Esa diferencia de cuatro votos en ambas votaciones no ocultaba pacto alguno ni, como se ha visto con el paso de los acontecimientos, tuvo trascendencia alguna de cara a la negociación de un nuevo Gobierno, sino que se trató de un gesto personal que algunos diputados nacionalistas quisieron tener con el partido más votado en una votación sin trascendencia. Igual que sucedió el martes, aunque el PSOE se empeñe en lo contrario.

Además, en la votación del anterior presidente del Congreso, en enero de 2016, también se produjo una abstención en masa de los nacionalistas, y en ese caso ni el PSOE ni el PP interpretaron que había un pacto oculto ni nada parecido.
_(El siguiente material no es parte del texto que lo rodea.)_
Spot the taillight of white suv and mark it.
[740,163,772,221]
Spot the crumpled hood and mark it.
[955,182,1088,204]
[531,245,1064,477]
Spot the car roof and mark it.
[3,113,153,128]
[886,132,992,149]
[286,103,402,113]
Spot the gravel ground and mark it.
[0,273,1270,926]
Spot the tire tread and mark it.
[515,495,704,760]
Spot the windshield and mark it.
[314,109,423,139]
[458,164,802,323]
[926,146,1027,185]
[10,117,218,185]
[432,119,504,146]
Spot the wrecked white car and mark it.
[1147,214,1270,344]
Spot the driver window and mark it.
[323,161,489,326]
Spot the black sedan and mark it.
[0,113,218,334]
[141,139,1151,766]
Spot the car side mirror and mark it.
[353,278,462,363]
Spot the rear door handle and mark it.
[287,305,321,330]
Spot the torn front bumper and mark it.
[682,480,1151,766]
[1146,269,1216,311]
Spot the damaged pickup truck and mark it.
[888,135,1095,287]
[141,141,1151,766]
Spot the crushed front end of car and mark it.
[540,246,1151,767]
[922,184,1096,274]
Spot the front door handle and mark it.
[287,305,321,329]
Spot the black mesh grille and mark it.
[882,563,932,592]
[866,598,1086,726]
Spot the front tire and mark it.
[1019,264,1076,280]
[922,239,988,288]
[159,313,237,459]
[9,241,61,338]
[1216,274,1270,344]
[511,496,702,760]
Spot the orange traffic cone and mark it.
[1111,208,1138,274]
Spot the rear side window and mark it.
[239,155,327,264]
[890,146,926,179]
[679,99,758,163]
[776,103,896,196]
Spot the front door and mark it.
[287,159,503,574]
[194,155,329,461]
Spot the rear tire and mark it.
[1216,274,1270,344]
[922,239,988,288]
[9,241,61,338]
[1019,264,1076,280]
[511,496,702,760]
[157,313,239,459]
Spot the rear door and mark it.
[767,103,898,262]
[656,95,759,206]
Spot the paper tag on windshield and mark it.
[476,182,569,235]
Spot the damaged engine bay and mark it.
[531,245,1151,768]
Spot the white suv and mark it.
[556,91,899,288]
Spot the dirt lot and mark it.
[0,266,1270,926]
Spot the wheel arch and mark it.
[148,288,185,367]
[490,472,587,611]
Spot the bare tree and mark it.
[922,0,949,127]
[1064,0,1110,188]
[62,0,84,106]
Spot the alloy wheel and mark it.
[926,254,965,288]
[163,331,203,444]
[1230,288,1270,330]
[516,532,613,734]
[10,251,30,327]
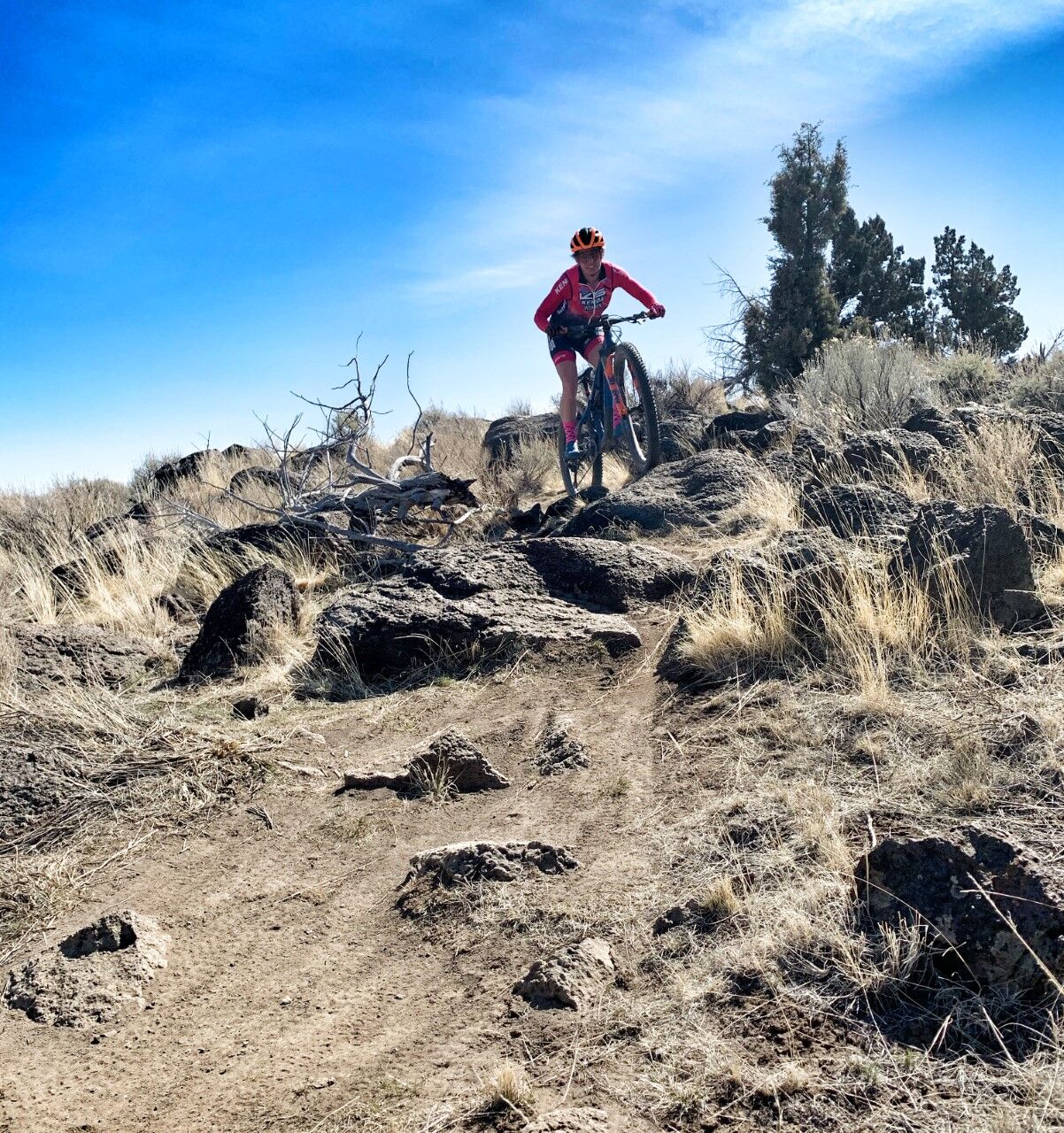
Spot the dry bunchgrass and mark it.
[482,1061,536,1120]
[681,535,979,711]
[778,335,936,436]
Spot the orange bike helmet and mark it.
[569,227,606,255]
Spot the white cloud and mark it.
[415,0,1064,301]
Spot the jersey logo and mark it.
[580,283,606,312]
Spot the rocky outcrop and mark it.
[513,936,613,1011]
[402,842,580,889]
[152,444,251,492]
[535,716,591,775]
[315,578,640,682]
[4,622,173,692]
[842,428,943,477]
[800,482,917,538]
[482,413,559,465]
[343,728,510,794]
[562,449,758,536]
[902,405,964,449]
[4,910,170,1028]
[181,566,299,680]
[854,827,1064,997]
[899,501,1048,628]
[316,538,666,682]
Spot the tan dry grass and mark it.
[682,535,979,711]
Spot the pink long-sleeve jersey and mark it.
[535,260,657,331]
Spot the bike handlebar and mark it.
[588,311,651,327]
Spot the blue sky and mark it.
[6,0,1064,486]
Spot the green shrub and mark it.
[931,351,1005,405]
[1008,349,1064,412]
[776,335,934,433]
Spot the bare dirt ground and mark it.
[0,618,680,1130]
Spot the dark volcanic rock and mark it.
[842,428,942,477]
[899,501,1047,628]
[482,413,559,465]
[854,829,1064,996]
[232,697,270,720]
[315,578,639,681]
[401,538,697,613]
[152,444,251,492]
[5,622,173,691]
[709,409,780,436]
[521,538,697,613]
[181,566,299,680]
[902,407,964,449]
[801,484,917,538]
[562,449,758,535]
[659,410,711,461]
[229,466,281,495]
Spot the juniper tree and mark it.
[830,206,931,343]
[744,122,849,392]
[931,227,1027,355]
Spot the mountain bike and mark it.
[558,312,662,497]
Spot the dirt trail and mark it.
[0,612,667,1133]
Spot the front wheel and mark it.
[613,343,662,478]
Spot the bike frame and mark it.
[577,312,647,461]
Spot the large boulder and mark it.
[181,566,299,680]
[308,537,698,682]
[854,829,1064,997]
[800,482,917,538]
[152,444,251,492]
[898,499,1047,628]
[4,622,173,692]
[400,537,697,613]
[482,413,559,465]
[562,449,759,536]
[315,578,640,682]
[521,538,698,613]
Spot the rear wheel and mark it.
[613,343,662,477]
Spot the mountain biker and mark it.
[535,227,665,457]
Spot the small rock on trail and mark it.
[343,728,510,794]
[4,910,170,1028]
[525,1106,614,1133]
[535,717,591,775]
[400,842,580,889]
[513,936,613,1011]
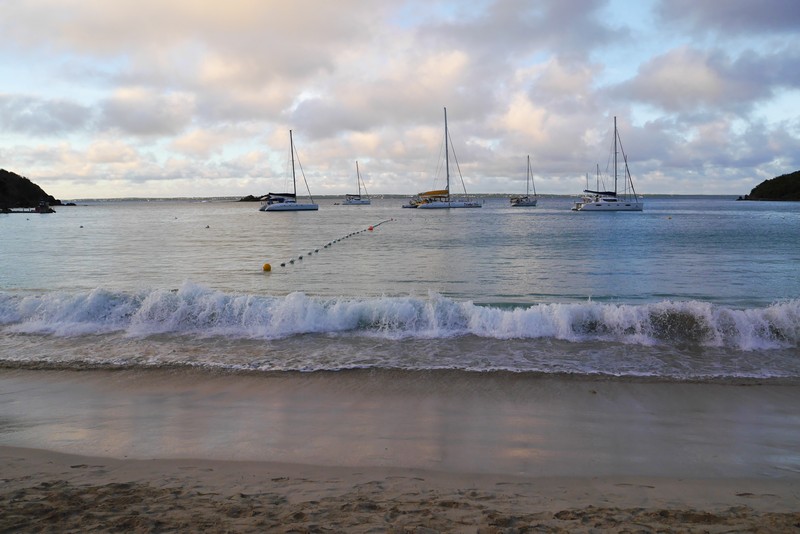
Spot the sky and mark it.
[0,0,800,200]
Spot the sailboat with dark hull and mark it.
[403,108,483,209]
[258,130,319,211]
[509,156,539,208]
[572,117,644,211]
[342,161,371,206]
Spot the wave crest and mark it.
[0,282,800,350]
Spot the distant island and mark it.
[0,169,62,213]
[737,171,800,201]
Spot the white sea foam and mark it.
[0,282,800,350]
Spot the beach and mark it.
[0,369,800,532]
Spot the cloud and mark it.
[656,0,800,37]
[611,46,800,113]
[101,88,195,136]
[0,94,91,136]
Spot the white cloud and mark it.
[0,0,800,197]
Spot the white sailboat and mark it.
[509,156,539,207]
[343,161,371,206]
[572,117,644,211]
[258,130,319,211]
[410,108,483,209]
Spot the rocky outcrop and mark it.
[739,171,800,201]
[0,169,61,210]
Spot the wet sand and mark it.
[0,369,800,532]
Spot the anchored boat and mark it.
[572,117,644,211]
[258,130,319,211]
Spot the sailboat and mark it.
[343,161,370,206]
[412,108,483,209]
[572,117,644,211]
[258,130,319,211]
[509,156,539,207]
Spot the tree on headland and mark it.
[739,171,800,200]
[0,169,61,209]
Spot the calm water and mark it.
[0,197,800,380]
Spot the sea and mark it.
[0,196,800,383]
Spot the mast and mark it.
[356,160,361,199]
[289,130,297,198]
[614,115,617,196]
[525,154,531,197]
[444,108,450,195]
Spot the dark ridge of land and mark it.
[738,171,800,201]
[0,169,62,210]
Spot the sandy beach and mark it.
[0,370,800,532]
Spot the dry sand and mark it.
[0,447,800,532]
[0,370,800,533]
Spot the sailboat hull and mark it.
[417,200,483,210]
[572,200,644,211]
[511,197,538,208]
[259,202,319,211]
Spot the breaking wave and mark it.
[0,282,800,350]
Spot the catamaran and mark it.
[403,108,483,209]
[509,156,539,207]
[572,117,644,211]
[258,130,319,211]
[343,161,370,206]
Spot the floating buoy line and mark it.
[261,219,394,273]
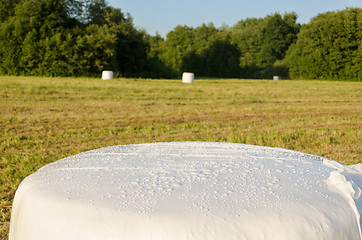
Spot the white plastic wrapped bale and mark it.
[10,142,362,240]
[182,72,195,83]
[102,71,113,80]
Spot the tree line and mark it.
[0,0,362,80]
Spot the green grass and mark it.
[0,77,362,236]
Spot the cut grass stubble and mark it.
[0,77,362,236]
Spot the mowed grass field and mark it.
[0,77,362,236]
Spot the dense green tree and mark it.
[0,0,20,24]
[229,13,300,78]
[284,8,362,80]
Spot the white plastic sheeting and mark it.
[102,71,113,80]
[182,72,195,83]
[10,142,362,240]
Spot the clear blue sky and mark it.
[107,0,362,36]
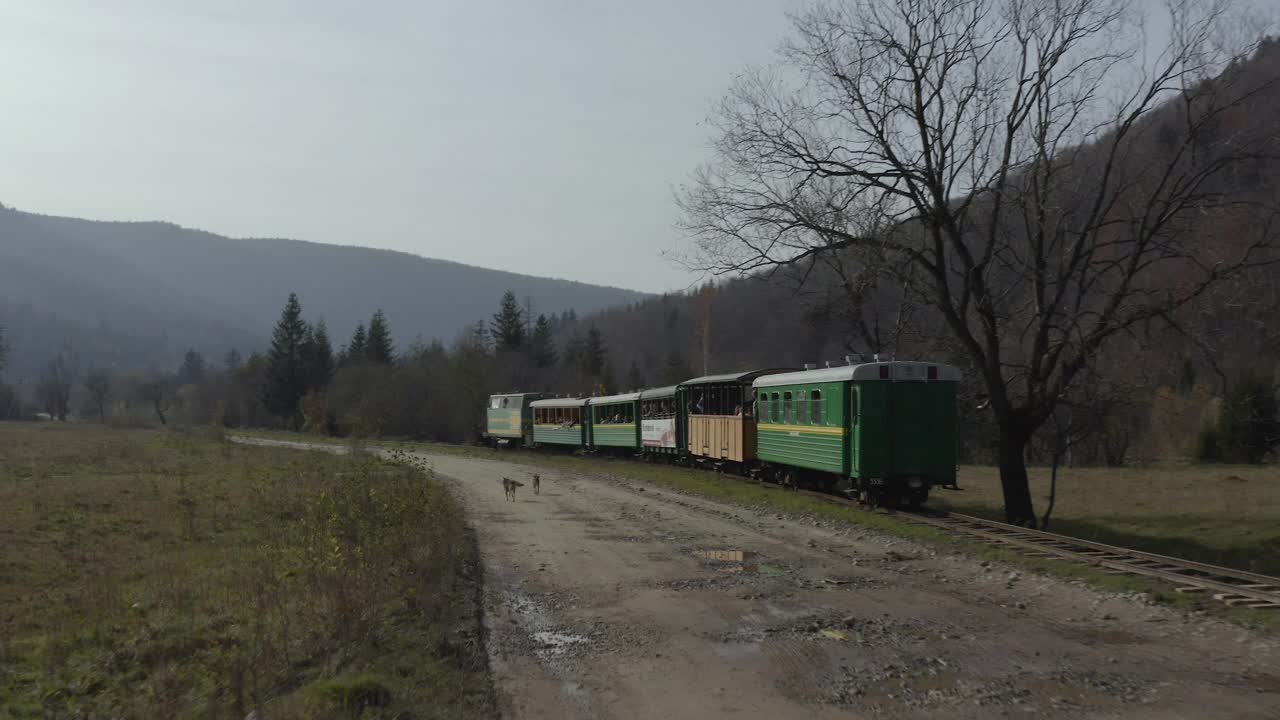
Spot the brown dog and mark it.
[502,478,525,502]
Así, Patxi López tuvo los votos del PSOE y Ciudadanos, ni uno más, frente a los 71 de Bescansa (Podemos más Izquierda Unida). Y todos los demás votaron en blanco. En la posterior investidura fallida de Pedro Sánchez, el candidato del PSOE solo tuvo el voto a favor de su partido, de Ciudadanos y de Coalición Canaria en segunda votación. Los demás votaron en contra.

En la constitución de la Mesa del pasado miércoles, los 10 votos de origen misterioso se produjeron en la elección de los dos vicepresidentes del PP y de Ciudadanos, pero no se repitió en la posterior votación de los secretarios. Las dos secretarias de esos partidos sumaron 168 votos, cuando sus formaciones tienen 169 en total.

Acuerdos en las Mesas

En las Mesas de legislaturas anteriores era habitual que se acordara su composición entre el PP, el PSOE y los nacionalistas, a los que se solía prestar votos para que tuvieran representación, como ha ocurrido con el PNV en el Senado este miércoles pasado. En el Congreso fue CiU quien se benefició de los acuerdos durante muchos años, con un representante en el órgano rector del Congreso que, por número de diputados, no le correspondía.